Não se pode negar o papel que o Movimento Passe Livre cumpriu no desencadeamento dos protestos que se espalharam pelo país. Na cidade de São Paulo, nos últimos aumentos da passagem, desde 2005, o MPL convocou atos que cresceram de tamanho e se tornaram tradicionais. Neste ano, a ousadia em propor atos e sequência, com uma radicalidade incomum, foi determinante para os desdobramentos que nos surpreenderam a todos. Mas não só isso. Também foi decisiva a falta de pretensão do Movimento em se apresentar como dono das lutas e de assumir controle sobre elas.
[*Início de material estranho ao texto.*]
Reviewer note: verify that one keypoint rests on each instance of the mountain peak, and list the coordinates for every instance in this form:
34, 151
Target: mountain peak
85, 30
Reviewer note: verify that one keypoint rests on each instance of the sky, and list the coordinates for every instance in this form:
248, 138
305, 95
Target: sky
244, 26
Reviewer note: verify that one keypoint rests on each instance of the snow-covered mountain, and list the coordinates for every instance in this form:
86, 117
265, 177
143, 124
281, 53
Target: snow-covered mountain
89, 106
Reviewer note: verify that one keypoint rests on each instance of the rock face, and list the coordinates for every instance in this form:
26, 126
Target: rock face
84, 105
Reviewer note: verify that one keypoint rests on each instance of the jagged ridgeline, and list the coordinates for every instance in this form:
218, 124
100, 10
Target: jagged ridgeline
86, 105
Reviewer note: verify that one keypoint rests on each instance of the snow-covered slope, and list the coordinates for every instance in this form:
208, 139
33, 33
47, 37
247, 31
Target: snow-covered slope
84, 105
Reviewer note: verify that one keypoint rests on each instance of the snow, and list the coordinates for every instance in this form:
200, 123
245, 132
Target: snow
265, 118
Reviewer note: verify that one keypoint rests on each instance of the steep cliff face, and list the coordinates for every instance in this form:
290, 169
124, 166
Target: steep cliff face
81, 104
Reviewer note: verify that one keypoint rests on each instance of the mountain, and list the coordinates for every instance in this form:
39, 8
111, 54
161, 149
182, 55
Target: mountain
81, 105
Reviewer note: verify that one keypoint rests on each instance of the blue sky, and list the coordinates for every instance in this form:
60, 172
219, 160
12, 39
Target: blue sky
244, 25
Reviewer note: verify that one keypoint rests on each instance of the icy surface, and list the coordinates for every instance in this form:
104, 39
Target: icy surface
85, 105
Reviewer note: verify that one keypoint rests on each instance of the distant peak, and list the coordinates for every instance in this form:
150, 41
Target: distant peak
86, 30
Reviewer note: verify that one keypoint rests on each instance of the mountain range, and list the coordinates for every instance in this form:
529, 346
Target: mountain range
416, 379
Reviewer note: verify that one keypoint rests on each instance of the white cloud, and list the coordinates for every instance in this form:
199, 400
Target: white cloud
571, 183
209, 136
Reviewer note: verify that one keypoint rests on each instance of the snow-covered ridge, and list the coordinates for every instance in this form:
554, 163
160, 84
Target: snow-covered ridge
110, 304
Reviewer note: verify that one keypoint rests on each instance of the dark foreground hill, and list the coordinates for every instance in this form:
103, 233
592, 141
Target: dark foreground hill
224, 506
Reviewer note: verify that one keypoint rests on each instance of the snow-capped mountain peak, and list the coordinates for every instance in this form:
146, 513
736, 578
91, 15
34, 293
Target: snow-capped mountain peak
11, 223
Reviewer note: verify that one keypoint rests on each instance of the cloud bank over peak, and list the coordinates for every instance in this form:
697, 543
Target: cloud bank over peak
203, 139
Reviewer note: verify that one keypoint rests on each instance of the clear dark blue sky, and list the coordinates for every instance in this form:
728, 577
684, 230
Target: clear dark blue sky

Isso traz importantes reflexões para o conjunto da esquerda, da qual somos parte, e que em sua maioria ficou atônita. Afinal, foi aberta uma conjuntura que deixou evidente a incapacidade da esquerda de dialogar e de apresentar propostas para o conjunto da população. Daí a grita histérica em favor do “trabalho de base”, sobretudo nas periferias. Como se essa palavra tivesse poderes mágicos, e como se estivéssemos todos nós só esperando para ser iluminados por nossos maravilhosos quadros da esquerda, que adoram ouvir o som das próprias vozes. E que simplesmente naturalizam essa divisão entre topo e base…
Diante das massas que tomaram as ruas, as organizações de esquerda iniciaram um festival de atos esvaziados, burocráticos e sem criatividade, levantando pautas confusas, sem objetividade e sem radicalidade, em meio a disputas para ver quem era o dono das lutas. E isso sempre movidos pelo fetiche de sentar à mesa de negociações com os representantes do Estado, e depois se gabar dos seus supostos triunfos.
O MPL só conseguiu fazer uma boa análise de conjuntura e sair do roteiro, como analisaram os companheiros e companheiras do PassaPalavra , porque seus membros não são burocratas, não estão se dedicando a construir candidaturas, não estão subordinados a politiqueiros ou a sindicatos pelegos, não estão batalhando por seus meios de vida, garantindo cargos no governo ou brigando por estrutura, não estão buscando se manter como dirigentes autoproclamados, que tentam centralizar tudo. Além disso, e por causa disso, os militantes do MPL não propuseram lutas para aparecer no facebook, ou para aumentar o número de seus “seguidores” nas tais redes sociais. Eles também não estavam preocupados em conseguir reuniões com os desgraçados dos governantes, para barganhar migalhas e sair na foto. Enfim, o Movimento não reproduziu a lógica que domina boa parte da esquerda como um câncer.
Essa esquerda se dividiu entre o pânico “anti-fascista” e o discurso vazio da “unidade”, que não conseguiu esconder seus interesses mesquinhos em preservar ou ampliar as migalhas que recebem. Para quem está na luta cotidiana, não resta qualquer dúvida que a direita domina o país e que o conservadorismo tem aumentado de modo gritante, alimentado pelo marketing, pela cultura do medo, pelo consumismo, pelo paternalismo, enfim, por vários dos pilares do projeto petista, que nem reformista consegue ser, que não ousa tocar em qualquer questão estrutural, e cuja forma de gestão do capitalismo só acirra os antagonismos sociais, e serve de combustível para a direita.
E quem está na luta cotidiana sabe que a resposta a tudo isso não pode ser o pânico, mas sim a dedicação e o compromisso na construção das lutas e dos processos organizativos, autônomos e radicais. Não podemos cair na armadilha pseudo-reformista de voltar todas as nossas energias para sustentar um projeto político terrível, de modo a evitar um “mal maior”. Enquanto não conseguirmos construir um projeto revolucionário, estamos fadados a produzir o “mal maior”, e a reduzir nosso horizonte político a ponto de não sobrar nada que preste.
De modo bastante contundente, a luta direta mostrou potenciais e balançou o “consensão” petista, que apesar das convocatórias “às suas bases”colocou na rua só meia dúzia de gatos pingados. Cabe aos lutadores e às lutadoras agir e se posicionar neste contexto, de modo a não permitir que a direita se aproprie das lutas e saia ainda mais fortalecida.